Assistant Professor of Economics, Northeastern University
Donghee Jo is an assistant professor of economics at Northeastern University. He is a faculty affiliate with the Network Science Institute and NULab for Texts, Maps, and Networks. He specializes in political economy and development economics, and the current primary focuses of his research are political polarization in developed nations and propaganda in developing nations with nondemocratic regimes. He has led several experimental studies online—he developed a mobile news application and distributed this app to the general public of South Korea to experimentally study the effect of selective exposure to like-minded media. He also successfully ran an experiment in collaboration with BallotReady.org, a website that provides information about the candidates of elections in United States. BallotReady.org had 3.8 million unique users in the 2018 US general election, among which approximately 1 million users were included as experimental subjects. His works have been funded by the Abdul Latif Jameel Poverty Action Lab and Laura and John Arnold Foundation, and one of his works has appeared in the Washington Post. More information about him can be found at http://dongheejo.com/.

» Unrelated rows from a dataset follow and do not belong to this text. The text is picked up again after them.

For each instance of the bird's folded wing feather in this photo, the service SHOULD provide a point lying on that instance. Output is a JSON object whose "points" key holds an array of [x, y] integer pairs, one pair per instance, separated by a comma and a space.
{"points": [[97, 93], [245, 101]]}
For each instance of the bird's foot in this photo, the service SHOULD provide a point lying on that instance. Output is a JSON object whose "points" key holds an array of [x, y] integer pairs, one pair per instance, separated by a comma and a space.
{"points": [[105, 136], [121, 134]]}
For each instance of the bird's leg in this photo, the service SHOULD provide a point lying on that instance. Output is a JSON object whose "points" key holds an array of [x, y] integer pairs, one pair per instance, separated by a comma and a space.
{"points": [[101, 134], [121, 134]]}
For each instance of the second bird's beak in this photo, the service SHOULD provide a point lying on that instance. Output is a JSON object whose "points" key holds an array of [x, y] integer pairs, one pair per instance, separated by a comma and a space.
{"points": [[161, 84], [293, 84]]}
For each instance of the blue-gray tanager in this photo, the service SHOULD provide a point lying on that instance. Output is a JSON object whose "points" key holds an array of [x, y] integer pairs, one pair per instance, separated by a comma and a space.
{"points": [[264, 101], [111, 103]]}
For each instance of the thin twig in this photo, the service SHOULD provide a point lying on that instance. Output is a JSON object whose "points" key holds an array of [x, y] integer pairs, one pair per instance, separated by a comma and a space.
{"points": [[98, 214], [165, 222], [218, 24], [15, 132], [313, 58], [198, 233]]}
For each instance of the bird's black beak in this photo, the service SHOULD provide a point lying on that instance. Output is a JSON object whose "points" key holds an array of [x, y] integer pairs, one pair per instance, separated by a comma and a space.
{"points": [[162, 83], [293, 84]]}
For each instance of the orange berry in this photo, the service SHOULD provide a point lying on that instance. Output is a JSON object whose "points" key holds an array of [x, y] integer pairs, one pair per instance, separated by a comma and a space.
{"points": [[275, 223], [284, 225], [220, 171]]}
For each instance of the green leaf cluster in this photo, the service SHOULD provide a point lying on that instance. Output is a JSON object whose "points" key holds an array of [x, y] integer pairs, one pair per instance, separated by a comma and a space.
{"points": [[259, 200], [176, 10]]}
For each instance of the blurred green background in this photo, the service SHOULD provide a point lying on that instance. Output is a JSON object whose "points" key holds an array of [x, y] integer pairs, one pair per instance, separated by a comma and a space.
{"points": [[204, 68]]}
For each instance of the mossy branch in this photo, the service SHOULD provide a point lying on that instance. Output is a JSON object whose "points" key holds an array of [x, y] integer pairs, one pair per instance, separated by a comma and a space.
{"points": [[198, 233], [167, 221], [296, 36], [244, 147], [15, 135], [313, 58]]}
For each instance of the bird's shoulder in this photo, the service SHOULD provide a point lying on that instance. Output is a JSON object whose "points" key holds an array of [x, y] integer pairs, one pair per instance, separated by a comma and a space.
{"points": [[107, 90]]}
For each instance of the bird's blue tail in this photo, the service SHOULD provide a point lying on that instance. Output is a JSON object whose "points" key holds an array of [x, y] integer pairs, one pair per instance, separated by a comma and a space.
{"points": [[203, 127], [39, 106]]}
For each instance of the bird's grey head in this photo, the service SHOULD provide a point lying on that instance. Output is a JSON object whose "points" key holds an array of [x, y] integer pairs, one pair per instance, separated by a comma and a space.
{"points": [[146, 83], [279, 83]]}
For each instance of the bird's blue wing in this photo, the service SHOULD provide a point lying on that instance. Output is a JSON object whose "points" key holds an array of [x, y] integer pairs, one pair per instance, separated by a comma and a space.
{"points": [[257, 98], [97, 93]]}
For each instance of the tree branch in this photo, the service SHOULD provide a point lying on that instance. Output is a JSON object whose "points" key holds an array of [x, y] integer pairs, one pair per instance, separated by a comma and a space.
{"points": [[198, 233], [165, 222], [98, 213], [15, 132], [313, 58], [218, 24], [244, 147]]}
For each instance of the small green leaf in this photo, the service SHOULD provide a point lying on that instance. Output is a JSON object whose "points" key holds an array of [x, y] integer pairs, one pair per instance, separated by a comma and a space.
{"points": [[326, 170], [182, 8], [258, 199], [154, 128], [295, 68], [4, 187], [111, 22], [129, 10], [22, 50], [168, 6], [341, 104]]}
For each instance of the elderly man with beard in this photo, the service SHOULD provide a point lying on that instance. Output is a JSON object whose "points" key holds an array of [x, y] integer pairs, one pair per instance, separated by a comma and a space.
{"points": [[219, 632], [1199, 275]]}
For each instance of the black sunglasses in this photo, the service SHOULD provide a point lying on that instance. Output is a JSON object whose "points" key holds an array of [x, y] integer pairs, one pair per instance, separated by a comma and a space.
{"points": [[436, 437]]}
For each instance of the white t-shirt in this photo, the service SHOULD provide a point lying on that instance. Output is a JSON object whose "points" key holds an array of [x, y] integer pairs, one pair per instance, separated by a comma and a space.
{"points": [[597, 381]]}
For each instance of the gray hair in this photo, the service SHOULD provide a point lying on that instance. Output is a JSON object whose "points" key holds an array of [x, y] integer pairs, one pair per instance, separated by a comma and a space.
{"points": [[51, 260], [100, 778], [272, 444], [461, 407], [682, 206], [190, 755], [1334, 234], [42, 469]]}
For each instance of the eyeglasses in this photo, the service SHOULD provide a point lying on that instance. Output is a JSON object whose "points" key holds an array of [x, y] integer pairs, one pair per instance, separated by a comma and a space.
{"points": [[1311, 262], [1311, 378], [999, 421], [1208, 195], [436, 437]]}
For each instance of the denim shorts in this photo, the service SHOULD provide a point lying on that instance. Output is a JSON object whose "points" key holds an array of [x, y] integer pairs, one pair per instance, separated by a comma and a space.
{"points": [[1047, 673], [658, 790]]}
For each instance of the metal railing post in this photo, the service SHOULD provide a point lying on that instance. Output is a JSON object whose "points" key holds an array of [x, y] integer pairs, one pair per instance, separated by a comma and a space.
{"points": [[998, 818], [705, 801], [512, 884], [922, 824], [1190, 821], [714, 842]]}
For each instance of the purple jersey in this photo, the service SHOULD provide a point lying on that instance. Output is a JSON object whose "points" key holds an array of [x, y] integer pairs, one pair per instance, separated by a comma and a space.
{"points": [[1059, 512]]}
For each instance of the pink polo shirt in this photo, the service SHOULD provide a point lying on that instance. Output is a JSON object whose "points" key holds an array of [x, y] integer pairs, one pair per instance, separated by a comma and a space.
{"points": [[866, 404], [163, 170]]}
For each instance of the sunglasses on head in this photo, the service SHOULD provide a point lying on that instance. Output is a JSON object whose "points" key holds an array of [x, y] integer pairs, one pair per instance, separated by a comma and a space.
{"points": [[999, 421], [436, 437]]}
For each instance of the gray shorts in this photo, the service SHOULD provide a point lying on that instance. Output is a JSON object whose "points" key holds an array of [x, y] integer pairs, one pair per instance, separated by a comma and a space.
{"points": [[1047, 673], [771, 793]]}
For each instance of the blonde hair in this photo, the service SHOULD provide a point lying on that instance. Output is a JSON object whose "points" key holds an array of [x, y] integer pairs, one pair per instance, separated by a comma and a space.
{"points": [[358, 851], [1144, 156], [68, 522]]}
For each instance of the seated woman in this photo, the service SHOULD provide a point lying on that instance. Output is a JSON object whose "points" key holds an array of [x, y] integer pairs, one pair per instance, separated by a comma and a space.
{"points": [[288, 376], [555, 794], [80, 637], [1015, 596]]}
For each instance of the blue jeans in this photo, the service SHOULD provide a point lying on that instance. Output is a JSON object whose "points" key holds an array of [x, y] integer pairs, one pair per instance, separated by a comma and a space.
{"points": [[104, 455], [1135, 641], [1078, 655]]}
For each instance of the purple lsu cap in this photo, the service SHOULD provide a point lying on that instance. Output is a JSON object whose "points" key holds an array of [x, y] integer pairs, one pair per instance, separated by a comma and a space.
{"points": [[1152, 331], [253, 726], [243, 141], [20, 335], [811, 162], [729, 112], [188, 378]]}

Assistant Professor of Computer Science and Engineering, State University of New York at Buffalo
Kenneth (Kenny) Joseph is an assistant professor in the Computer Science and Engineering Department at the University at Buffalo. Prior to that, he was a postdoc at Northeastern's Network Science Institute and a fellow at Harvard's Institute for Quantitative Social Science, and completed his PhD in societal computing at Carnegie Mellon University. His research interests include quantitative modeling of stereotypes and prejudice, and how such biases are obtained via social and traditional news media. Recent work has appear in a range of publications, including Science, WWW, and New Media & Society. You can find more information on his work at his website, http://kennyjoseph.github.io/.
Assistant Professor of Computer Science, Northeastern University
Lu Wang is an assistant professor in Khoury College of Computer and Information Sciences at Northeastern University. She received her PhD in Computer Science from Cornell University and her bachelor’s degrees in intelligent science and technology and economics from Peking University. Her research mainly focuses on designing machine learning algorithms and statistical models for natural language processing (NLP) tasks, including abstractive text summarization, language generation, argument mining, information extraction, and their applications in interdisciplinary subjects (e.g., computational social science). Wang received an outstanding short paper award at ACL 2017 and a best paper nomination award at SIGDIAL 2012. Her group's work is funded by National Science Foundation (NSF), Intelligence Advanced Research Projects Activity (IARPA), and several industry gifts. More information about her research can be found at www.ccs.neu.edu/home/luwang/.